The response to the above might be that Silicon Valley Bank’s lack of a sufficient cushion amid a run calls for bigger cushions for banks more broadly. It’s the equivalent of making Kansas City Chiefs all-world quarterback Patrick Mahomes run laps since New York Jets quarterback Zach Wilson threw an interception at the end of the game on Sunday. Really, what did SVB’s difficulties have to do with J.P. Morgan, Bank of America, and Wells Fargo now?
Regulators aren’t answering, or they’re not answering sufficiently. Instead, they’re just promoting a non sequitur whereby banks like JPM will have to raise the equity capital on their books from $200 billion to $250 billion. Ok, but why? What changed such that the big banks are being asked to sideline even more in the way of precious capital? And as evidenced by the fact that JPM and others didn’t experience a run when SVB did, there’s no market-driven view that raising more capital is necessary. Basically banks are being told to weaken themselves just to weaken themselves.
That’s a problem because taxes on their face are generally a problem. Think about it. Raising this kind of capital is very expensive, and worse, the expectation is that having raised it, the funds will be sidelined, as in placed in near-money securities. Funny, but that’s what SVB did. In short, banks are being asked to raise funds in costly fashion, only for them to be deterred from making money on those funds. This is once again a tax, and it’s a big one.
Unknown is the why behind the tax. Ok, we know why in a sense. Regulators once again look in the rearview mirror. Which is logical, at least for regulators. If regulators could see the problems banks might actually face in the future, they wouldn’t be regulators. And they wouldn’t be regulators because those who can see problems before they’re problems are billionaire investors, not regulators.
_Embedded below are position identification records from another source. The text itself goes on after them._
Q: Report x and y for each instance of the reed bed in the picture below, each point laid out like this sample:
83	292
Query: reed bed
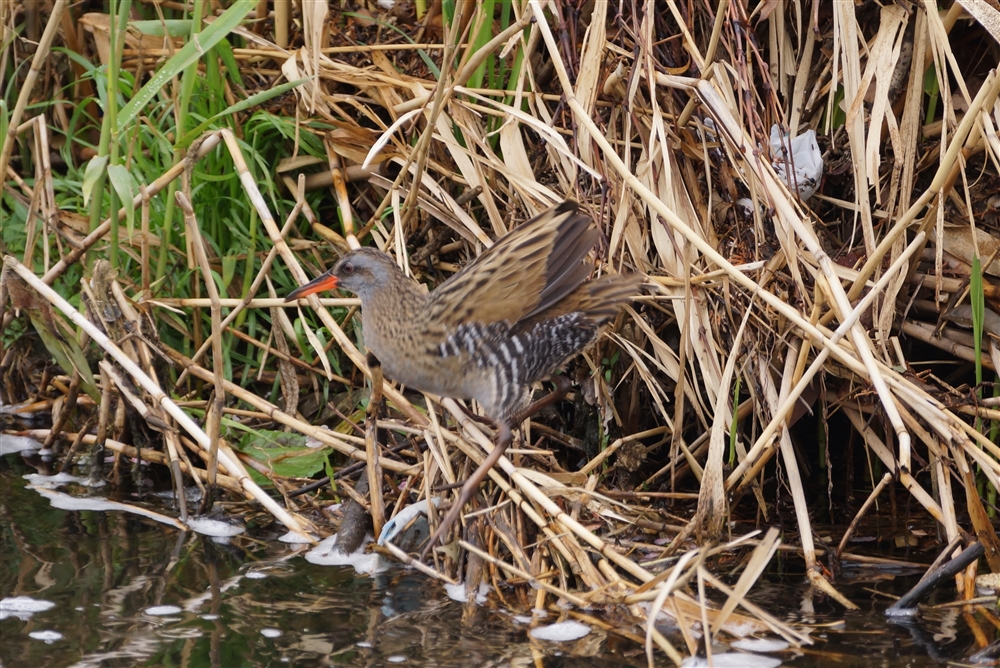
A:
786	352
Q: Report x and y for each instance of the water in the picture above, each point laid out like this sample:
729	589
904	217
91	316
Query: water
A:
246	602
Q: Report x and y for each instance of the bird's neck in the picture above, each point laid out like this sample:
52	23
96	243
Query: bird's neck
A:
401	300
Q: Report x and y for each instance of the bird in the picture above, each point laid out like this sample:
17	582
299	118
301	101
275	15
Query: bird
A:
509	319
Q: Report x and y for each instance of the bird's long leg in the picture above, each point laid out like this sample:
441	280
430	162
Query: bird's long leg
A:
470	487
503	440
371	445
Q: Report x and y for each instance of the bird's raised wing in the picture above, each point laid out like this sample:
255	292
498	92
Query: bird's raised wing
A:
529	270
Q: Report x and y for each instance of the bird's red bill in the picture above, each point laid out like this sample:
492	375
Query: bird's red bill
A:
323	282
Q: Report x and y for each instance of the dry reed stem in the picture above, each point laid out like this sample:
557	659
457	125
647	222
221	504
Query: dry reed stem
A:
158	396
It’s a sign that the Fed’s proposals are about past problems, which means they’re already taken care of. If they weren’t, as in if big banks were exposed to a potential run born of a lack of sufficient reserves, then it’s certainly true that their equity prices would reflect this truth. Except that they don’t.
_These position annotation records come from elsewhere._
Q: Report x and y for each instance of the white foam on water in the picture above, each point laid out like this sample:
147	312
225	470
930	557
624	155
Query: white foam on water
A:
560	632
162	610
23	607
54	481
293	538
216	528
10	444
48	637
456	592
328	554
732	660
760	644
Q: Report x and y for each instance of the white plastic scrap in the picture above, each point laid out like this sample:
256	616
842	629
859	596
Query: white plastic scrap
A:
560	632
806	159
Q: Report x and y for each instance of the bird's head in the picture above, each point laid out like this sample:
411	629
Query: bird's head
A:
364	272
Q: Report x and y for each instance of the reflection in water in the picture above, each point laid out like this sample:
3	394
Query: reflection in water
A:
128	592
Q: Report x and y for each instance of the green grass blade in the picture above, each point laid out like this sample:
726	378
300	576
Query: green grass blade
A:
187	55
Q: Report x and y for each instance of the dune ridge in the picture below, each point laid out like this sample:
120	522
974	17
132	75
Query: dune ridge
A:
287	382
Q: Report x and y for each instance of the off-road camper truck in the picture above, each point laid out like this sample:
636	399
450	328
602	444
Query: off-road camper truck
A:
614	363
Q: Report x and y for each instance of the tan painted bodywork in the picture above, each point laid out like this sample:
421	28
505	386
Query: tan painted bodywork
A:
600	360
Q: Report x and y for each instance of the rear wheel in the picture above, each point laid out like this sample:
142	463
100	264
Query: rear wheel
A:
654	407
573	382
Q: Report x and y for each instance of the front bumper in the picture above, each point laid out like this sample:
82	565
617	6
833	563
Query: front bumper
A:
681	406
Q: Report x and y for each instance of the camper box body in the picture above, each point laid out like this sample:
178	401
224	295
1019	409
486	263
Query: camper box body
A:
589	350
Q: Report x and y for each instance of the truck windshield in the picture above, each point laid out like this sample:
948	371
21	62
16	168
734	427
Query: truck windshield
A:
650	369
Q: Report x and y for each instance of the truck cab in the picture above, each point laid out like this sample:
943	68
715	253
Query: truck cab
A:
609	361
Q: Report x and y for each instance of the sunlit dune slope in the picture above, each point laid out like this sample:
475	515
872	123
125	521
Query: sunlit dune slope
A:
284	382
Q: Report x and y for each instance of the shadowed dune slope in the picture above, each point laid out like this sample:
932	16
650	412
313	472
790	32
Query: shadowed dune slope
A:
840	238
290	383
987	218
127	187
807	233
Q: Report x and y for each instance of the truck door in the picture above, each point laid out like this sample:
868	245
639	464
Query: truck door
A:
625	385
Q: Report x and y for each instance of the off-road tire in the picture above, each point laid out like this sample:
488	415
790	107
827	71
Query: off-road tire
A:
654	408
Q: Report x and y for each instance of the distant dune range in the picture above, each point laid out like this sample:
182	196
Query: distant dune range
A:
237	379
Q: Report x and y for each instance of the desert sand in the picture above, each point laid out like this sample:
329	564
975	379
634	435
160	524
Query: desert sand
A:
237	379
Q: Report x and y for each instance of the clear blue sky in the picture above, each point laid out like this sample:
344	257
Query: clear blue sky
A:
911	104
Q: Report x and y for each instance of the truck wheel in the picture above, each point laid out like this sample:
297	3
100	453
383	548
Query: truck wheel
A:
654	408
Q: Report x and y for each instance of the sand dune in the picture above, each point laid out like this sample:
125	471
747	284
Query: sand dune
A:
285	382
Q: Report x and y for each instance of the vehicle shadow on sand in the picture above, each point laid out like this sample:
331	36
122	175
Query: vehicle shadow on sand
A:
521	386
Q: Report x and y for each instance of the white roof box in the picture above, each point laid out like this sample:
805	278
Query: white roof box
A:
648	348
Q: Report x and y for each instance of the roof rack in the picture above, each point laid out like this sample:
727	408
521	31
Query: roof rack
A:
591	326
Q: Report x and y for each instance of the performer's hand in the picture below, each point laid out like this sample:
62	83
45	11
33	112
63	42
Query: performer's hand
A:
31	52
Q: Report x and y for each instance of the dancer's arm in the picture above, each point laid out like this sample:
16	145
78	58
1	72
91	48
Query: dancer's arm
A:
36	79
The result for banks is that they’re being asked to swallow a big tax in the form of a capital raise that they’ll not be able to utilize in pursuit of more banking and financial-service functions. What this means for banks is that they’re being asked to raise billions that won’t morph into loans for corporations, mortgages, cars, and the myriad other ways banks use funds entrusted them in order to create more wealth.
The obvious response to all this is that banks will be hamstrung in their ability to meet the needs of their customers, and while true, that’s only part of the story. The broader story is that markets don’t disappear as much they shift. If regulators choose to restrain banks from acting like banks in profitable fashion, their myriad financial and lending functions will simply migrate away from banks. In other words, “systemic risk” will find a new address.
Once again, only in Washington. Seeking to protect banks from decline, regulators are proposing rules that will make it increasingly difficult for banks to not decline.